News Outlets Examine Trump’s Attitude On Face Masks; Administration’s Defunding Of Virus Research; NEJM Editorial Denouncing White House Pandemic Response
The Hill: New England Journal of Medicine blasts Trump officials’ response to virus, calls for new leaders
“The New England Journal of Medicine on Wednesday, in an unprecedented editorial, denounced the Trump administration’s handling of the coronavirus pandemic and called for voting out ‘current political leaders’ who are ‘dangerously incompetent.’ The harshly worded editorial is the first time the prestigious medical journal, which usually stays out of politics, has weighed in on an election…” (Sullivan, 10/7).
NPR: Ironic Twist: In Spring Trump Halted Research Key To COVID-19 Drug He’s Now Taken
“…Beginning in 2014, virus experts in the U.S. tested remdesivir against some of the bat strains [of coronaviruses] that EcoHealth Alliance had discovered. The results were promising — helping to elevate remdesivir’s profile within pharmaceutical research such that, when the current coronavirus hit, the drug was one of the first options scientists proposed trying against it. Yet in April the National Institutes of Health abruptly terminated funding for the China bat research project with no clear explanation. In the weeks earlier, Trump administration officials had been pushing a largely discredited theory that the Chinese lab that EcoHealth Alliance was partnered with — the Wuhan Institute of Virology — had accidentally released the virus causing COVID-19. And at a White House press conference days before the funding was pulled, Trump erroneously implied that the entirety of the money had gone to the Wuhan Institute and promised that his administration would take action on the issue…” (Aizenman, 10/7).
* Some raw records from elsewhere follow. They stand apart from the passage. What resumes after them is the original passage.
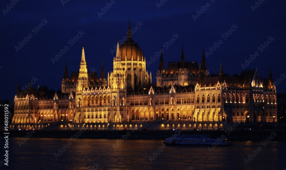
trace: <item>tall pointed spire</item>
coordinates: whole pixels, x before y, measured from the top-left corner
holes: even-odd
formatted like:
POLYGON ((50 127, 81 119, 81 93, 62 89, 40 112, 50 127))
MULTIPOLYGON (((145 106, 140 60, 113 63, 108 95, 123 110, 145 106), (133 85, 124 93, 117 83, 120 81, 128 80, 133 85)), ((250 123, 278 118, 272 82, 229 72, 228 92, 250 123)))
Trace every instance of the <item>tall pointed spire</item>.
POLYGON ((63 79, 66 80, 69 79, 69 74, 67 72, 67 60, 65 60, 65 72, 63 74, 63 79))
POLYGON ((84 65, 86 65, 86 56, 84 54, 84 44, 82 44, 82 60, 80 61, 81 64, 81 65, 82 63, 83 64, 84 64, 84 65))
POLYGON ((20 88, 20 81, 18 81, 18 86, 17 88, 17 94, 18 94, 20 92, 21 89, 20 88))
POLYGON ((204 50, 202 48, 202 70, 206 70, 206 59, 204 57, 204 50))
POLYGON ((120 51, 119 50, 119 41, 117 41, 117 47, 116 49, 116 56, 115 56, 115 61, 121 61, 121 57, 120 57, 120 51))
POLYGON ((127 31, 127 37, 128 39, 131 39, 132 37, 132 33, 130 29, 130 15, 129 14, 128 21, 128 29, 127 31))
POLYGON ((222 66, 221 62, 221 67, 219 68, 219 81, 222 83, 223 77, 223 67, 222 66))
POLYGON ((181 68, 185 68, 185 57, 184 55, 184 47, 183 44, 182 45, 182 54, 181 55, 181 62, 180 67, 181 68))
POLYGON ((219 74, 223 74, 223 67, 221 65, 221 67, 219 68, 219 74))
POLYGON ((162 52, 162 47, 161 47, 161 56, 160 57, 160 62, 159 63, 159 70, 161 71, 165 70, 164 68, 164 62, 163 60, 163 53, 162 52))
POLYGON ((103 70, 103 61, 101 60, 101 70, 100 70, 100 76, 99 78, 103 81, 104 79, 104 72, 103 70))
POLYGON ((273 84, 273 79, 272 77, 272 73, 271 73, 271 68, 270 67, 269 70, 269 76, 268 76, 268 88, 272 89, 273 84))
Washington Post: Trump’s resistance to face masks, even while he is infected with coronavirus, sets him apart from other world leaders
“Among world leaders, President Trump is increasingly isolated on the issue of face masks. After he cast doubt for months on masks’ efficacy in slowing the spread of the novel coronavirus, his resistance to White House precautions even after contracting the virus seemed to forestall the possibility of an about-face. While many world leaders have supported the use of face masks and have chosen to wear them during public appearances — despite, in some cases, earlier reluctance of their own — Trump has delivered mixed, sometimes contradictory guidance, and has often appeared without a mask, donning one in public for the first time in July…” (Noack, 10/7).
The KFF Daily Global Health Policy Report summarized news and information on global health policy from hundreds of sources, from May 2009 through December 2020. All summaries are archived and available via search.